Fascinating talk on this conductor
At its meeting on 27 March, Robin Lim gave a fascinating talk about this famous conductor. If you did not know anything about his life story, you would assume from his showmanship and conducting history, that he was a quintessential American. Indeed, as Robin explained, he went to some pains to conceal his age and his place of birth, at times claiming it to have been Poland or Pomerania. In fact he was born in the rather more mundane St Johns Wood in London in 1882.
For many older people in the audience and more widely, their introduction to classical music came from the 1940 Disney film Fantasia which was recently reworked and reissued. This combination of film and music was in its day, quiet a feat and getting the sound to emerge from the right (correct) part of the screen required a considerable degree of technical expertise. Stereo was in its infancy at the time and the film was the first successful attempt to bring multi-track sound to the cinema. We sometimes forget today, surrounded as we are by the wonders of technology, that it was not always thus: I can recall seeing Fantasia in Manchester as a child and being enthralled by the sound as well as the animations. Fantasia’s remixed multi track soundtrack is still extant, the original takes prior to the remixing have been lost unfortunately .
Stokowski had a colourful life which included having three wives one of whom was Gloria Vanderbilt as well as a number of affairs including one – it is alleged – with Greta Garbo.
He was keen to promote new music and one piece played was the second movement from Shostakovich’s Symphony No. 5 – a 1958 recording which sounded amazing considering its age. Shostakovich was lucky to be alive and was only able to leave Russia because his prestige in the West led Stalin to give him permission to leave.

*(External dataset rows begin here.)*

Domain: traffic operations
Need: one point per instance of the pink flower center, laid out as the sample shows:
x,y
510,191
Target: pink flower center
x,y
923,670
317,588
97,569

Another interesting item was a recording of Stokowski rehearsing Tchaikovsky’s 5th Symphony. Tchaikovsky’s parent’s original name was Chaiko as they hailed from Ukraine: interesting in view of attempts to ban his music after the Russian invasion of that country. But I digress.
We heard his impressive arrangement for orchestra of the Toccata and Fugue in D minor played by the Czech Philharmonic. Indeed, all the recordings we heard demonstrated Stokowski’s ability to get the most from an orchestra, particularly the string sections, a point Robin made. On the subject of orchestras, we take for granted the current arrangement of orchestras with strings on the left cellos on the right etc. but this arrangement is down to Stokowski after much experimentation with different arrangements.
He also appeared in films including One Hundred Men and a Girl, (1937) – the mind boggles – as well as Fantasia.
Towards the end of his life, he returned to the UK and decided to live in Nether Wallop, Hampshire, buying Place Farm House in 1972. He had a fatal heart attack in 1977. Local residents recall his strange habit of taking a stroll around the village wearing a sinister full-length opera coat. Another curiosity was his habit of speaking in a curious pseudo East European accent: odd since he was born in London.
A truly interesting evening and Robin had gone to great efforts to research his subject, a point made by the chair in his vote of thanks.